By Kayla Blatchley

Both The Guardian and the NYDailyNews recently posted articles about a new study that seems to suggest that modern writers are becoming less and less influenced by past literature. In trying to come to grips with the terms of the study itself – ‘influence’ was measured by non-content word usage, measuring style not content, the sampling was of books available on Project Gutenberg that were published between 1550 and 1952 (which were then all written in English?) – I’ve come to a few of my own conclusions.

Conclusion #1 There are more people who know how to read and write now. Or, I should more accurately say, more people knew how to read and write in 1952 than there were people who knew how to read and write in 1920, let alone 1870, or 1660, etc.

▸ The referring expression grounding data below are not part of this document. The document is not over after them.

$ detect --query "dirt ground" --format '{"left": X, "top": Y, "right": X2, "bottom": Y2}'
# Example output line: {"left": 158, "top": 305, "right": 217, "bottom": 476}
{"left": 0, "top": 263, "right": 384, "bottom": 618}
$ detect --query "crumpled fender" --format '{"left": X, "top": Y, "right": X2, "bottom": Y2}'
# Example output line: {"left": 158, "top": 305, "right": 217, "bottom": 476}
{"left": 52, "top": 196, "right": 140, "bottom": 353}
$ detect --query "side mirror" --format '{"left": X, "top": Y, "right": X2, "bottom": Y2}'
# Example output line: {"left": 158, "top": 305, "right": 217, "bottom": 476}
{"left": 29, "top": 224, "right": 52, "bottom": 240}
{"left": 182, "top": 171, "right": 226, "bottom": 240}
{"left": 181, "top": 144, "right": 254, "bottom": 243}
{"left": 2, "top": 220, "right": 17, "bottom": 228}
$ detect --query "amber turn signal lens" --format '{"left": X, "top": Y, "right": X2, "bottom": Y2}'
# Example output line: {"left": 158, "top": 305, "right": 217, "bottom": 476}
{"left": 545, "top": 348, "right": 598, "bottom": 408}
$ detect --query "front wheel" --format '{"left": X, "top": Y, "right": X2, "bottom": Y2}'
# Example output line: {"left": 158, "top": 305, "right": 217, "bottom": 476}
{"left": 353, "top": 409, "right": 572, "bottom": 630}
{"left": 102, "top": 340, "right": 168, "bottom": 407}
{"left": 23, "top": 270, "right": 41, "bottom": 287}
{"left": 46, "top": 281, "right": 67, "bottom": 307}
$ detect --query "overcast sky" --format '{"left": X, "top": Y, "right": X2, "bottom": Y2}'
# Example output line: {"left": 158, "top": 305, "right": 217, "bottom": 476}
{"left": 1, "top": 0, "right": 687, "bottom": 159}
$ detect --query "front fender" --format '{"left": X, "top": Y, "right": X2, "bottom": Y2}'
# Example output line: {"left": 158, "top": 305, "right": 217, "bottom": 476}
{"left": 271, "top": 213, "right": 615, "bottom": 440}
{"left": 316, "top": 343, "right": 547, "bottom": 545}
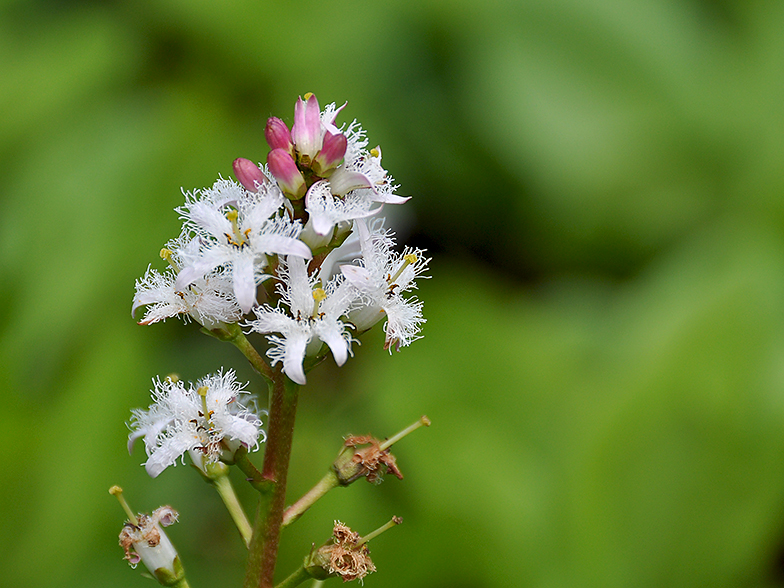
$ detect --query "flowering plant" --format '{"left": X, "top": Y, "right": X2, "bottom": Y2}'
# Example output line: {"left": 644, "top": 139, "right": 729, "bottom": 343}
{"left": 112, "top": 94, "right": 430, "bottom": 588}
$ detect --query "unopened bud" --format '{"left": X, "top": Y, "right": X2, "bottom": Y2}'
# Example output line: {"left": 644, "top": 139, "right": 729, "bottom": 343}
{"left": 312, "top": 131, "right": 347, "bottom": 176}
{"left": 233, "top": 158, "right": 266, "bottom": 192}
{"left": 265, "top": 117, "right": 294, "bottom": 154}
{"left": 291, "top": 93, "right": 323, "bottom": 166}
{"left": 267, "top": 148, "right": 306, "bottom": 199}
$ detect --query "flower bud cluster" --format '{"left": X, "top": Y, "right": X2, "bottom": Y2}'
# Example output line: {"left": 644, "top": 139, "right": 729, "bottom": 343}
{"left": 133, "top": 94, "right": 430, "bottom": 385}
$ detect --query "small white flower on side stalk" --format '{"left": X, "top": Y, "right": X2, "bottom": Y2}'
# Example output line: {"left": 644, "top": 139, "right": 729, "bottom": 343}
{"left": 119, "top": 506, "right": 180, "bottom": 574}
{"left": 340, "top": 219, "right": 429, "bottom": 352}
{"left": 128, "top": 370, "right": 264, "bottom": 478}
{"left": 174, "top": 177, "right": 312, "bottom": 313}
{"left": 245, "top": 255, "right": 358, "bottom": 385}
{"left": 132, "top": 234, "right": 242, "bottom": 328}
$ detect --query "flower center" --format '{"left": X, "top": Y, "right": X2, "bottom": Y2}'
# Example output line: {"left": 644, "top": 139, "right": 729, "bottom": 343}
{"left": 311, "top": 287, "right": 327, "bottom": 319}
{"left": 191, "top": 385, "right": 220, "bottom": 457}
{"left": 385, "top": 254, "right": 417, "bottom": 298}
{"left": 224, "top": 210, "right": 251, "bottom": 248}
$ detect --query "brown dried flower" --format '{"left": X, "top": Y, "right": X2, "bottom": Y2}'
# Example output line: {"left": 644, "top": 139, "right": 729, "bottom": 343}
{"left": 337, "top": 435, "right": 403, "bottom": 485}
{"left": 322, "top": 521, "right": 377, "bottom": 583}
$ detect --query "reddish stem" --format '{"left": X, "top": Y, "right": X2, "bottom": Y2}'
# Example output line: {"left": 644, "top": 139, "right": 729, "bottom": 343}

Conclusion #2 More books became more available as more people had more time and money to read them. There were also an increasing number of people writing who weren’t rich white males, though I bet it was still pretty difficult in 1952 to get published if you were not male or not white.

Conclusion #3 Just because I have a shitty attitude about widespread generalizations based on out-dated source material quantified in meaningless ways doesn’t mean we shouldn’t get very upset and all up in arms about society crumbling because we’re all not reading the classics.

Conclusion #4 All of the people I’ve known who studied the Classics – as in Greek and Latin Classics – were incredibly dark and fatalistic. They were the smartest people I knew but by and large the most dangerously depressive.

Conclusion #5 Dead authors I’ve personally been heavily influenced by: Dostoevsky, Sherwood Anderson, Chekov, Raymond Carver, John Updike, Nabokov, Hemingway, Faulkner. Dead authors I could write like without coming off as a complete and total ass: 0.

Conclusion #6 Meow meow meow meowmeow meow meow.